`Where there is a significant shortage of supply and a monopoly producer and distributor, allowing the `market' to determine the price will only lead to exploitation.'
Hyderabad, Feb. 7
THE Andhra Pradesh Government has urged the Prime Minister to intervene and ensure that a market regulator be established by statute for upstream gas production.
In a letter to the Prime Minister, Dr Manmohan Singh, the Chief Minister, Dr Y.S. Rajasekhara Reddy, said the statute may include specific provisions to empower the regulator to fix price on a cost-plus basis initially, and to gradually introduce competition in the market as the number of players and production increases, leading to eventual deregulation.
Any increase in gas price will have substantial implications on the price of power in Andhra Pradesh and will result in an unjustifiable increase in power sector tariffs. Such an increase will not only bring power sector reforms into disrepute, but will also adversely impact the overall economy of the country, the Chief Minister said in the letter.
Dr Reddy drew the PM's attention to his earlier letter dated March 9, 2005 wherein he had requested that a regulator for pricing of domestically produced gas be appointed.

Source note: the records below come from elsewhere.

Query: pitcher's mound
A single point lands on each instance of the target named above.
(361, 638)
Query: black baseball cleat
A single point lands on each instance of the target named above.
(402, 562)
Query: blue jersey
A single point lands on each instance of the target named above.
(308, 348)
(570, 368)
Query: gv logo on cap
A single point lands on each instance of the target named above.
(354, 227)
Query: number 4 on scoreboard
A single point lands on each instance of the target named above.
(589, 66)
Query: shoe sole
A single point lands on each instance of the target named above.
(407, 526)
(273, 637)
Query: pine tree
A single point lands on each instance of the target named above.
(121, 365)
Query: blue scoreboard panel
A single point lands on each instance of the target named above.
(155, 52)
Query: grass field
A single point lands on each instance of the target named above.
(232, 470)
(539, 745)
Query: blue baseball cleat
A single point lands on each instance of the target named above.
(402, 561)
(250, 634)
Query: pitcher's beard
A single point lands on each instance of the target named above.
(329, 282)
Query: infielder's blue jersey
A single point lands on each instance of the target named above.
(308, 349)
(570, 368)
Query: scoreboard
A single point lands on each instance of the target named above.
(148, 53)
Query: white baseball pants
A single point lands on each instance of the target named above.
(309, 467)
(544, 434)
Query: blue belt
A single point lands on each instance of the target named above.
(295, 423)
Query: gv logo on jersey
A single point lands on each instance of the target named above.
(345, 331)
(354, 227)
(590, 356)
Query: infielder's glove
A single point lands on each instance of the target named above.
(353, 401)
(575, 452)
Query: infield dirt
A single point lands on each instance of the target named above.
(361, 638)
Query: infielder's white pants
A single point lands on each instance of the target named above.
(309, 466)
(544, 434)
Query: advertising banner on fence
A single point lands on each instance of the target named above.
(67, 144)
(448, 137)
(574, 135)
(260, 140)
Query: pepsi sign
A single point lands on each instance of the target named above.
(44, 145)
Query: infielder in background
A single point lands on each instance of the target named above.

Pursuant to that letter, a meeting was convened by the Cabinet Secretary with the Chief Secretary of Andhra Pradesh. During the meeting, the Secretary/Ministry of Petroleum and Natural Gas said that necessary legislation with regard to the establishment of an independent regulator for downstream gas had been drafted and it was proposed to be placed before Parliament in its next session.
However, he clarified that for upstream gas, the production sharing contracts for each field would be different and the prices would be related to the market, hence it would be difficult to prescribe a fixed price.
The Chief Minister said: " I would like to bring to your kind attention the fallacy of relating price to the `market' in the gas sector, where there is a significant shortage of supply and a monopoly producer and distributor. Given this situation, allowing the `market' to determine the price will only lead to exploitation."
As an example, in a recent letter to gas-based power projects in Andhra Pradesh, GAIL had informed that ONGC will charge `market' prices at $4.6 per MMBTU (million metric British thermal unit), and with the addition of compression charges of $0.3, the total price per MMBTU will be $4.9 per MMBTU (excluding transportation charges), Dr Reddy said.
Only two years ago, NTPC had through tender, obtained a price of $2.97 per MMBTU (including transportation charges) for deep-sea gas. Since then, there has been a further reduction in the supply of gas, and the communication offering gas at $4.9 per MMBTU only validates our stand that no market can operate in a shortage situation and when there are an inadequate number of players.
Therefore, the stand of the Ministry of Petroleum and Natural Gas that pricing for upstream gas would be related to the `market' may not be sustainable. If the `market' being referred to is the international market, it is unacceptable, as gas exploration and production are indigenous efforts.
It is for the above reasons that we have been requesting that a market regulator be put in place for domestically produced natural gas, the Chief Minister said in the letter.